James doubled Chelsea’s lead 10 minutes before the break and although Arsenal improved a bit after half-time they failed to put Chelsea goalkeeper Edouard Mendy under sustained pressure. In fact, Lukaku could have extended the Blues’ advantage with a point blank header which Bernd Leno saved superbly, one of the many dangerous moments Chelsea failed to capitalize on.

It was too easy for them. Lukaku has proven to be an elite striker for two years at Inter Milan and his acquisition, while Cher feels as close to a guaranteed success as possible, especially given his personal motivation and his more very mature now 28 years old. Chelsea are under much less financial pressure to make every penny count, but afternoons like this underscore how smart they’ve been in the market compared to many of their rivals.

On the other side, Arteta was without a host of first-team players. White, his £ 50million center-back, was ill, Gabriel has a knee injury, Thomas Partey has an ankle problem, Hector Bellerin suffered a “strained thigh” according to the club, Martin Odegaard did could not be registered in time after his arrival from Real Madrid, Alexandre Lacazette and Willian had not recovered sufficiently from a positive test for Covid-19 and Pierre-Emerick Aubameyang was only fit enough for an appearance of 29 minutes on the bench. A lack of cohesion was therefore understandable to some extent, but one of the most overwhelming aspects for the second weekend in a row was how difficult it remains to discern how Arsenal were trying to get back into the game.

The Gunners had six shots in 90 minutes; Lukaku had eight of them all to himself.
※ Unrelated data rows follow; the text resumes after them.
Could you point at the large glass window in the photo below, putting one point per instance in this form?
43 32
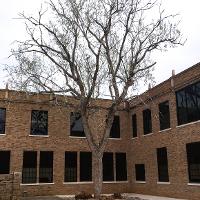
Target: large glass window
134 125
188 104
193 158
147 124
108 169
46 167
29 171
164 115
2 120
85 166
121 167
140 172
76 126
39 122
162 162
70 166
115 129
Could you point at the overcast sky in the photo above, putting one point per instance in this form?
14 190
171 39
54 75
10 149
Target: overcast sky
179 58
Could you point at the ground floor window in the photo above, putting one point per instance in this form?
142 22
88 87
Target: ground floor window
4 162
114 167
140 172
85 166
193 158
29 171
162 162
46 167
30 167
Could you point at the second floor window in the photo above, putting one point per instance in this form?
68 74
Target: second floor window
2 120
164 115
39 122
147 124
76 125
188 104
115 129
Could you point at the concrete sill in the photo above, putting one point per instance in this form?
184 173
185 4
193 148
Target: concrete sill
114 138
75 183
149 134
78 137
194 184
35 184
142 182
110 182
167 129
164 183
183 125
43 136
134 138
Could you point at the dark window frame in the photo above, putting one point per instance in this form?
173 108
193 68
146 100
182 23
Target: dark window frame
134 125
164 115
3 121
5 168
71 174
76 133
43 131
147 121
115 131
162 164
193 162
29 174
188 104
46 167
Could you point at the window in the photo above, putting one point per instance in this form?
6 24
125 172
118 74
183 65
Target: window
162 165
115 129
70 166
39 122
2 120
140 172
29 171
164 115
188 104
4 162
147 124
46 167
76 126
85 166
108 170
134 125
121 168
193 158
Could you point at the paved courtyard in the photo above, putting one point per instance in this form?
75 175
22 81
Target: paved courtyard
67 197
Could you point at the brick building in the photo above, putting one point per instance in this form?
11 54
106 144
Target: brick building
154 144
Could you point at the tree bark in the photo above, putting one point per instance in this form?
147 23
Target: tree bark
98 175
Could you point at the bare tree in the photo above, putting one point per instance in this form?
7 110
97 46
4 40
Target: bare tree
86 48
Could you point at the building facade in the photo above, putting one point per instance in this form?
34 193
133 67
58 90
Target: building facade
154 144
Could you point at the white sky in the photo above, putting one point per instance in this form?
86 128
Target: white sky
179 58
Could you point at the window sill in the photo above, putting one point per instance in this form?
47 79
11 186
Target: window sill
74 183
149 134
110 182
134 138
36 184
142 182
167 129
163 183
190 123
77 137
194 184
45 136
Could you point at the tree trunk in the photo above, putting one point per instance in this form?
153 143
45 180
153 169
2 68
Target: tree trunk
98 175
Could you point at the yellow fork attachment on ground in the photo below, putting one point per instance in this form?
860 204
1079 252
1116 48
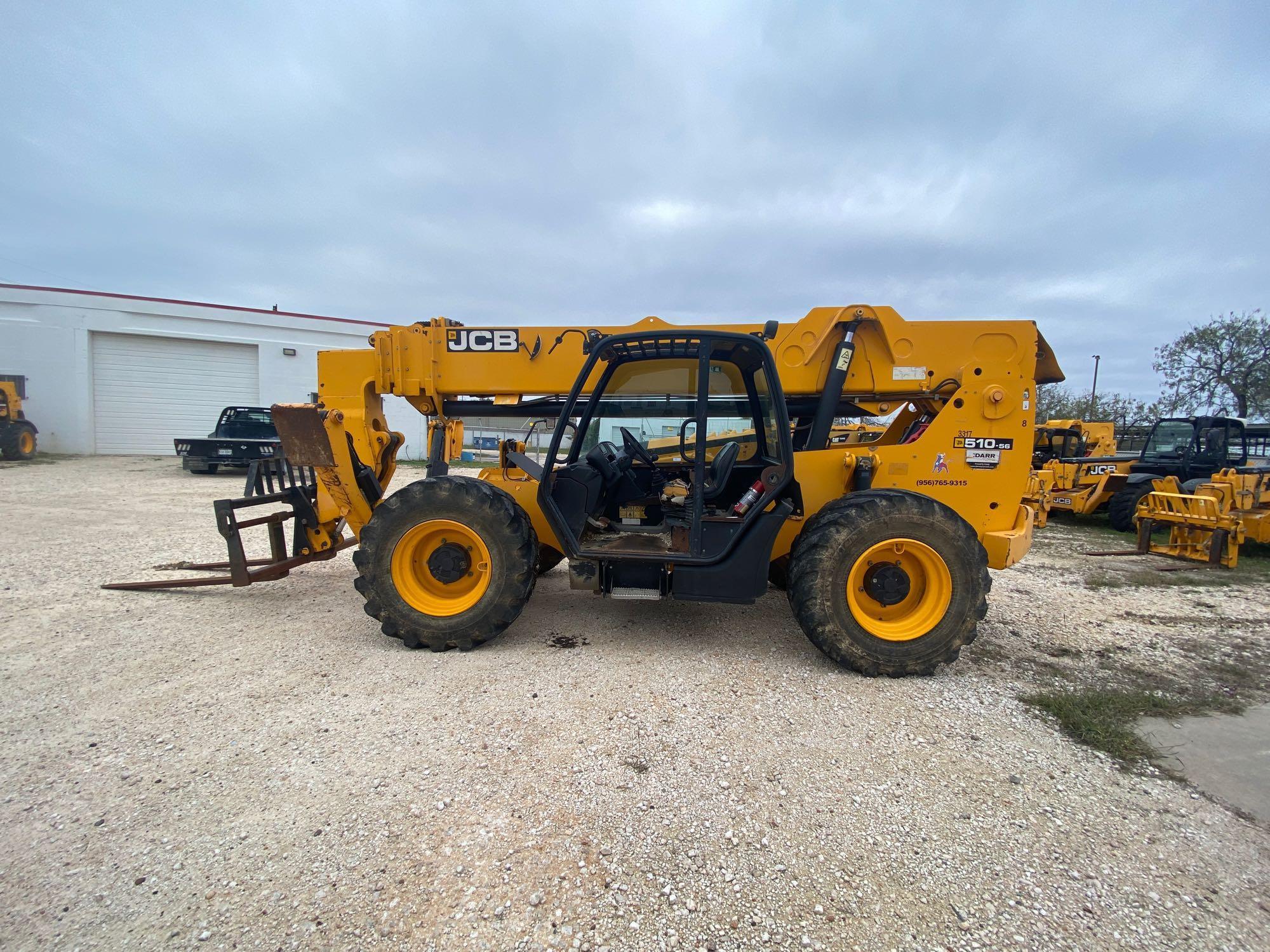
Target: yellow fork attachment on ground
1210 525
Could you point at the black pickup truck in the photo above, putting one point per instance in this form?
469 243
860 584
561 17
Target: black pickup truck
243 435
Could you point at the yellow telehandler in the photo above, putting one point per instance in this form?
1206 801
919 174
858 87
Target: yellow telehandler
17 433
888 541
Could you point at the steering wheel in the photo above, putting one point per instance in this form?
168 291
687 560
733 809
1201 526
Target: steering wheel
636 449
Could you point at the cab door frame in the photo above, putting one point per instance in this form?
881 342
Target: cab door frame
652 346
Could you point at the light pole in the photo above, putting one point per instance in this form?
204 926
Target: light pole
1094 390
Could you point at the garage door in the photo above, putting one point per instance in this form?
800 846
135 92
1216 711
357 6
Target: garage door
148 392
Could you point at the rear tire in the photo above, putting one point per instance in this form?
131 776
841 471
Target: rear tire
18 441
1123 507
939 600
448 562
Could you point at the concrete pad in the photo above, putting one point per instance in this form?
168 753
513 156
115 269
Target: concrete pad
1225 756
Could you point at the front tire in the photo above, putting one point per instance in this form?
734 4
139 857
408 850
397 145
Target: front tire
1123 507
18 442
448 562
890 582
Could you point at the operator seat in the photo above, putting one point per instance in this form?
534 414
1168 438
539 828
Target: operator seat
719 470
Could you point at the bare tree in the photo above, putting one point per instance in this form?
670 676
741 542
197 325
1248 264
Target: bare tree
1059 403
1222 366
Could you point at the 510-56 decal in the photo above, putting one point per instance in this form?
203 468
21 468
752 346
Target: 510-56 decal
982 453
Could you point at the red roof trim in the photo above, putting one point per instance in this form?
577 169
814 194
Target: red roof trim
196 304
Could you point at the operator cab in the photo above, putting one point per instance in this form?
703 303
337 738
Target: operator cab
681 446
1194 446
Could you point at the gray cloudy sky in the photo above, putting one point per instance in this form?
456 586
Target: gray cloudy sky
1102 172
Arteta’s side had just three shots on target, and the last one came in the 63rd minute as Aubameyang tried his luck from the edge of the box.

It should be noted that Chelsea are European champions, currently operating with more ambitious goals than Arsenal, but Tuchel arrived mid-season and organized a squad that had become in tatters under Frank Lampard, quickly establishing an identity that achieved immediate success.

Arteta, meanwhile, had a tough hand, but he has to prove he knows how to play the game. Last season ended in these areas with fan protests at Kroenke Sports Enterprises as the involvement of Arsenal in the failure of the Super League draft has rekindled the long-standing antipathy towards club owners. This hostility persists, but attention will soon turn to the canoe if Arteta fails to find serious improvement in the weeks to come.

At least they only have one next trip to Manchester City.